Our results were consistent with the result of the study (Schimizzi et al. 2007) which compared mechanical properties of anterior tibialis allografts that were fresh-frozen, gamma-irradiated, or sterilized with BioCleanse®. They found that stiffness of the fresh-frozen allograft group was lower than the other two groups in the first cycle but there was no significant difference in the stiffness after the first cycle. Our result was also compatible with the result of the study that compared failure load, ultimate stress, and stiffness of ACL allografts (Conrad et al. 2013). They tested achilles tendon allografts in three groups of control, gamma-irradiated (1.5–2.5 MRad) and BioCleanse®. They found the failure stress of the untreated allografts to be significantly greater than gamma-irradiated and BioCleanse®. In our study we did not use BioCleanse; however, the results of both studies in terms of comparing the failure stress of control and gamma-irradiated groups are similar.

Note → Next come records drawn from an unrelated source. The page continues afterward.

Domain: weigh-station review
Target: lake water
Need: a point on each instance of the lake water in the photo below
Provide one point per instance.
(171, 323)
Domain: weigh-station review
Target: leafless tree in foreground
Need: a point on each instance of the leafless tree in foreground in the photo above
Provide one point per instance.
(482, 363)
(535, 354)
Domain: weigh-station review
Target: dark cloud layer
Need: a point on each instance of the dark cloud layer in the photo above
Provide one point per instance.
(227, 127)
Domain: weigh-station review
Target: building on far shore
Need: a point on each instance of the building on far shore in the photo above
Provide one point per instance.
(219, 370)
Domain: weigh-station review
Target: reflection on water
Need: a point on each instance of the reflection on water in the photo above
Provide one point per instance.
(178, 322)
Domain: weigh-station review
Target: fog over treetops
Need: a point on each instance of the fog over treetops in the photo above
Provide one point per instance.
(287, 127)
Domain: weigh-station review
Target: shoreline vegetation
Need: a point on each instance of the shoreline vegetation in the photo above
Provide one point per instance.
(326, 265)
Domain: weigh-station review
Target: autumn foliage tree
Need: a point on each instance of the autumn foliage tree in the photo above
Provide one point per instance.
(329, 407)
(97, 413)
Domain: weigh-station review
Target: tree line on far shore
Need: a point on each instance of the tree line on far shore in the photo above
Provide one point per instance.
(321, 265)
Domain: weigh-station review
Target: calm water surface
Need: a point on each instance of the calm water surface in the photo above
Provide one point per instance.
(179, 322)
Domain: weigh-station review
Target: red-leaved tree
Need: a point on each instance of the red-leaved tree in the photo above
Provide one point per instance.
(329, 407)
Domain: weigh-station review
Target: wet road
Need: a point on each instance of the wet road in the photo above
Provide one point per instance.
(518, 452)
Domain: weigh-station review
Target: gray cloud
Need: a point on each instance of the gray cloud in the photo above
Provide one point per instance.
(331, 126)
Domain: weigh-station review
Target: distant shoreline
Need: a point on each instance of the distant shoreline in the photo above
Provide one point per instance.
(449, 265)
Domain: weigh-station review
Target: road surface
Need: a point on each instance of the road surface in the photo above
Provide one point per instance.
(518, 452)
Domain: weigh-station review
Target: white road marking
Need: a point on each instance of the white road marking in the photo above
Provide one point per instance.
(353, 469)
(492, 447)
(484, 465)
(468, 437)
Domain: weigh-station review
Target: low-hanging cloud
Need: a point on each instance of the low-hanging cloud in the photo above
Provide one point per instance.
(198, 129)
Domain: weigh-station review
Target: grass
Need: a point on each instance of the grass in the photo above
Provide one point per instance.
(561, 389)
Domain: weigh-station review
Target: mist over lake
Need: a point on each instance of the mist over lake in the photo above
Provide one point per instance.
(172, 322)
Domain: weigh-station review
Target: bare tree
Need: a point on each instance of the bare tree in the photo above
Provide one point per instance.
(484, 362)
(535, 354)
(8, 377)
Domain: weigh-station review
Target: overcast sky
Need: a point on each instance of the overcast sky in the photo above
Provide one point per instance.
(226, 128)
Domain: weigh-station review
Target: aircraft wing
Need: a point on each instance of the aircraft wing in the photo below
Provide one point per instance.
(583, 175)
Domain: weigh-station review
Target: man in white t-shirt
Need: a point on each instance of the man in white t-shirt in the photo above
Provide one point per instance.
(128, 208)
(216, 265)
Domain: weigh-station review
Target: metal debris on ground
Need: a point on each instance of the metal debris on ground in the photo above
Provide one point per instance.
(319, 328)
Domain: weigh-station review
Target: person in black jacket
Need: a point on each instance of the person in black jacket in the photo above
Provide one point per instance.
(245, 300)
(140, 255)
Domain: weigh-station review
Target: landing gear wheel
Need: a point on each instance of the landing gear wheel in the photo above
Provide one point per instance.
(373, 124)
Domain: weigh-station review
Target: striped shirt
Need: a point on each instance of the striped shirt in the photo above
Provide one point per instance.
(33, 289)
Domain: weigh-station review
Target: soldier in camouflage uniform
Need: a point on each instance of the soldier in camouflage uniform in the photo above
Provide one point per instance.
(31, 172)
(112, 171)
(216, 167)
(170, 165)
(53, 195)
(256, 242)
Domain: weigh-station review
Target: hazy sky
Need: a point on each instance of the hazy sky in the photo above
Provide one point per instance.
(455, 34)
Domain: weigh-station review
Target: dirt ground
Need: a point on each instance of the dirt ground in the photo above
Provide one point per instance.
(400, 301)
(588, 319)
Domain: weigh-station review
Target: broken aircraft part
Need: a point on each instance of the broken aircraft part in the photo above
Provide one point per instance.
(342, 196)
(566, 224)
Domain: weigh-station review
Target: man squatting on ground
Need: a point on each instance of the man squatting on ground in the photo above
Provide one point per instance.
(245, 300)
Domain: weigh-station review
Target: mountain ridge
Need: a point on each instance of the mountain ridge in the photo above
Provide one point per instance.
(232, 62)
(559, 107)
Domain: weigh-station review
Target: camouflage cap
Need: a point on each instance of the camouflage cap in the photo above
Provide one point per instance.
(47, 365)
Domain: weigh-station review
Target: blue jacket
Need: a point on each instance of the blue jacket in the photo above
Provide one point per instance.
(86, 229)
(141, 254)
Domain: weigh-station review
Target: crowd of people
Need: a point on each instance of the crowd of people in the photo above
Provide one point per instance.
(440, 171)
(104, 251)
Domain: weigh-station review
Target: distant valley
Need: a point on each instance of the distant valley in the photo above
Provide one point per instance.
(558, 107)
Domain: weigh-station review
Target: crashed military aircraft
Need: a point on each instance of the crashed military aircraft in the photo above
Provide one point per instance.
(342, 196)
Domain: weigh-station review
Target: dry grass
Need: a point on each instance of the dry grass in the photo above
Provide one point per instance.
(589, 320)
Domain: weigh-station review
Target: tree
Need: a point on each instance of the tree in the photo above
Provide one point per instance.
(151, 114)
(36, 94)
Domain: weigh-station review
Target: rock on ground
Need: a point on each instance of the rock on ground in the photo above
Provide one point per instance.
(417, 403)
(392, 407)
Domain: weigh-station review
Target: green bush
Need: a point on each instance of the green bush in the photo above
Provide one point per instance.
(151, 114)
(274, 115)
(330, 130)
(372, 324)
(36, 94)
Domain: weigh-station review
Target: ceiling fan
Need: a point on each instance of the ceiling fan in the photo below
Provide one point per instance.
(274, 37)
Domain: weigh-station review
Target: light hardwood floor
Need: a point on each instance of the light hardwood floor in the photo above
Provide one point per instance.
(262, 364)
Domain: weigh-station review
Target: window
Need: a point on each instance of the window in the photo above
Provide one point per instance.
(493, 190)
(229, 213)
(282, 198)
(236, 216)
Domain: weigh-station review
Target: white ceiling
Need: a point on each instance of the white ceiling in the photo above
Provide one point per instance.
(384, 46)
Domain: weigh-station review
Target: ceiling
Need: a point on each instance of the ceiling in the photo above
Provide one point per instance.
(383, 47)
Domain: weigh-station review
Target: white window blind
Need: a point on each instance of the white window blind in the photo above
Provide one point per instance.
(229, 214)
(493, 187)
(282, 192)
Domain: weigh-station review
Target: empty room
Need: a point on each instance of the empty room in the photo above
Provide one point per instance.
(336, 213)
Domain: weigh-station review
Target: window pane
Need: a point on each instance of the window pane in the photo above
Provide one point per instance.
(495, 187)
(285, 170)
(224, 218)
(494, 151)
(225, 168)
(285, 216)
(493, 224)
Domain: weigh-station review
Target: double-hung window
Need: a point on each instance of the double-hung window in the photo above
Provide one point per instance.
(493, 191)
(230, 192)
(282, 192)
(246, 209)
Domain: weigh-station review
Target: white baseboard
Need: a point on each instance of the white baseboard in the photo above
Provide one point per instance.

Our study has limitations as well. There are three major factors that determine the success of a reconstruction procedure using tendons grafts, including allografts: first, biomechanical properties of the grafts versus the mechanical forces that they should withstand. Second, the surgical technique of the reconstruction procedure and third, graft incorporation (Canale et al. 2016). As an in vitro study, we could only assess one of the three important factors. It is important for the incorporation of the allografts sterilized with different methods to be studied by controlled in vitro, pre-clinical and then well-designed clinical trials.

Conclusion

Our study showed that there is no statistically significant difference between non-treated, gamma-radiated and SCCO2 sterilized tendons in terms of their stiffness. However, the gamma-radiated tendons have significantly less ultimate tensile failure and more dead spaces between the tendon fascicles comparing to the other two groups, while there was no meaningful difference between the control and SCCO2 groups in terms of these two items. It seems that from a biomechanical point of view, patients who are exposed to sudden and substantial forces, like professional sport players would benefit more from SCCO2-sterilized allografts rather than gamma-irradiated allografts, due to their higher ultimate tensile failure load.